Apple has kept all the right things, and built a new experience celebrating the values behind them. iOS 7 is truly the sum of its parts. On their own, many of these new elements — parallax, translucency, animations, motion — might seem out of place, even gimmicky. Together, they put forth a clear vision, one that’s reinforced by one of the best marketing videos I think Apple has ever made. Even considering Apple’s famously deliberate style, the choice and use of words in this video (and other WWDC materials) stand out: Clarity. Depth. Vitality. Detail. Deference. Realism.
It’s the realism I want to talk about. John Gruber calls it “A real thing, not pixels rendered on glass.” Rene Ritchie says “iOS 7 is alive.” This is the sort of update I was hoping iOS 5 would be nearly two years ago.
What took so long? I think it was a combination of hardware and momentum. Not so long ago, Steve Jobs was telling users that wallpapers were too slow. The deep animations and real-time blur effects you see between layers in iOS7 are all hardware-intensive operations. The tug of war between “realistic” design and hardware limitations led to an early compromise of false illusions — shadows, bevels, borders. Once these trends are in place, it’s hard to buck them.
Now the hardware has caught up, and the Apple design team has a new leader. We don’t need the deception of “photorealism” anymore. Despite the loss of these tricks, iOS 7 feels more real. The parallax effect conveys an entire living world under that glass, not just abstract pictures and icons. This is reinforced by the launch and quit animations: your eye never loses sight of where you’re going, or where you came from. You are moving through this world. There is almost no change in context, ever.

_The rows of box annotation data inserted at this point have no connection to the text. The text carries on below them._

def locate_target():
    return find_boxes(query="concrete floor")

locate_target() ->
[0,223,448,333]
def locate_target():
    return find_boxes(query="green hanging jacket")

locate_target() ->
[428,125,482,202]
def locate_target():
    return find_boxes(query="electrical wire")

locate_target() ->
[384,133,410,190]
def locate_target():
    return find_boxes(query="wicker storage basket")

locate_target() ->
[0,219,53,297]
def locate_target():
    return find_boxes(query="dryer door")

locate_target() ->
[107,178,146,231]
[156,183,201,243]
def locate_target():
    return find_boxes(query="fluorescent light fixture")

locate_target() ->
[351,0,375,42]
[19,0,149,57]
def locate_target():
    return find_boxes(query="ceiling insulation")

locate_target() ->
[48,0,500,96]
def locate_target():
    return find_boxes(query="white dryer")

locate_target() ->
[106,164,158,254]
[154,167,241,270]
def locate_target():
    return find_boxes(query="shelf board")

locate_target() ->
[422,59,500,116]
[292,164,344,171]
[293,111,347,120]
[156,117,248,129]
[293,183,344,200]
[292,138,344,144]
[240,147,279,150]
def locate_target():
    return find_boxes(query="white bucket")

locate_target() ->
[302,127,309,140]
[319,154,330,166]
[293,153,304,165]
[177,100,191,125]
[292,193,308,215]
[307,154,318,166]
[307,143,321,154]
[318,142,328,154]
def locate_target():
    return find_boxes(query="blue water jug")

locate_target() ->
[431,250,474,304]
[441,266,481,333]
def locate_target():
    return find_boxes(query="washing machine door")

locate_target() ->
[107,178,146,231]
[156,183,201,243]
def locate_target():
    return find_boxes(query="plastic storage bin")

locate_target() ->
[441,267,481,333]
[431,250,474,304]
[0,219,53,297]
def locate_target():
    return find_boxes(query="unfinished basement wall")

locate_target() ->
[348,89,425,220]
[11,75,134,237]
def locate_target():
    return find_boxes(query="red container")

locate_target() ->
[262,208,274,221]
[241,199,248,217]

The emphasis on text is also striking. More than just content, text has replaced iconography in many cases. Look at Camera: the modes — VIDEO, PHOTO, SQUARE, PANO — are represented by text for the first time ever on iOS. This to me is proof that “clarity” has taken top priority. iOS is available in a number of countries and languages, which means every piece of text has to be localized (translated) many times over. This isn’t only time consuming, it’s disruptive to UI design: a short word in English is not necessarily short in German, and suddenly things don’t fit on screen anymore. I attended many meetings at Apple where people cringed at changing a word shortly before release, because it meant a whole new round of localize-then-build-then-test.
Icons avoid this problem — when done right. They speak no language, which is to say every language. Or they can only speak a few. The truth is, images have nearly as much cultural variance as text. They say a picture is worth a thousand words, but sometimes a single word is worth a thousand pictures. That realization, raised above any logistical or procedural consequences, tells me just how serious this new philosophy is.
Clarity. Depth. Vitality. Detail. Deference. Realism. The revelations of iOS 7 are overdue, but still quite welcome.